Die HSV-Handballer Bertrand und Guillaume Gille verabschieden sich beim 37:30 gegen Gummersbach von ihren Hamburger Zuschauern.

Hamburg. Spät am Abend, Bertrand Gille lehnte lässig an der Wand vor der Umkleidekabine, eine Bierflasche in der Hand, wurde ihm allmählich bewusst, dass er das alles gerade zum letzten Mal erlebt hatte: den gemeinsamen Kaffee im Platinum-Restaurant 90 Minuten vor dem Anpfiff, den Gang in die Kabine der O2 World, den Gesang der HSV-Handball-Fans, das Autogrammeschreiben, den Plausch mit den Hamburger Medien. "Dadurch, dass ich nicht spielen konnte, konnte ich diese Momente und die Atmosphäre umso intensiver erleben", sagte Gille, 34.

An der Wand gegenüber lehnte sein Bruder Guillaume, 35. Er hatte mitspielen können beim 37:30-(18:13-)Sieg über den VfL Gummersbach. 60 Minuten lang hatte er nichts anders gemacht als in den 258 Bundesligaspielen zuvor, die er in den vergangenen zehn Jahren für den HSV bestritten hatte. Erst danach ließ auch der Kapitän den Gedanken zu, dass dieses sein letztes Heimspiel für den scheidenden deutschen Meister gewesen war.

+++ HSV Hamburg verabschiedet sich von Gille-Brüdern +++

"Es war eine große Ehre, Teil dieser Gemeinschaft zu sein", rief Gille den mehr als 10 000 Zuschauern zu, und dass er die Momente in Hamburg nie vergessen werde.
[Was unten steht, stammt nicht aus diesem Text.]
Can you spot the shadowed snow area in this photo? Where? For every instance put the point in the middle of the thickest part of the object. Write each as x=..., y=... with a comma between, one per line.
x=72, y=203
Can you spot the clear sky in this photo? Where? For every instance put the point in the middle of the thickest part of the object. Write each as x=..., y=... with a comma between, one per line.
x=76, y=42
Dann mischten sich die beiden letzten verbliebenen Gründungsmitglieder zusammen mit Marcin Lijewski, Renato Vugrinec und Aushilfstorwart Zoran Djordjic unter die treuen Fans in Block U11, um gemeinsam Abschied zu feiern.

Die Zuneigung konnten die Gilles dort an vielen Spruchbändern ablesen: von schlichten wie "Danke für zehn geile Jahre!" bis hin zu liebevollen wie "Bobo und Gino - für immer in unseren Herzen". Es sei unglaublich zu sehen, wie toll die Hamburger Zuschauer die Handballer angenommen hätten, schwärmte Trainer und Präsident Martin Schwalb später: "Das zeigt, dass der HSV ein toller Verein geworden ist, den man auch lieben kann."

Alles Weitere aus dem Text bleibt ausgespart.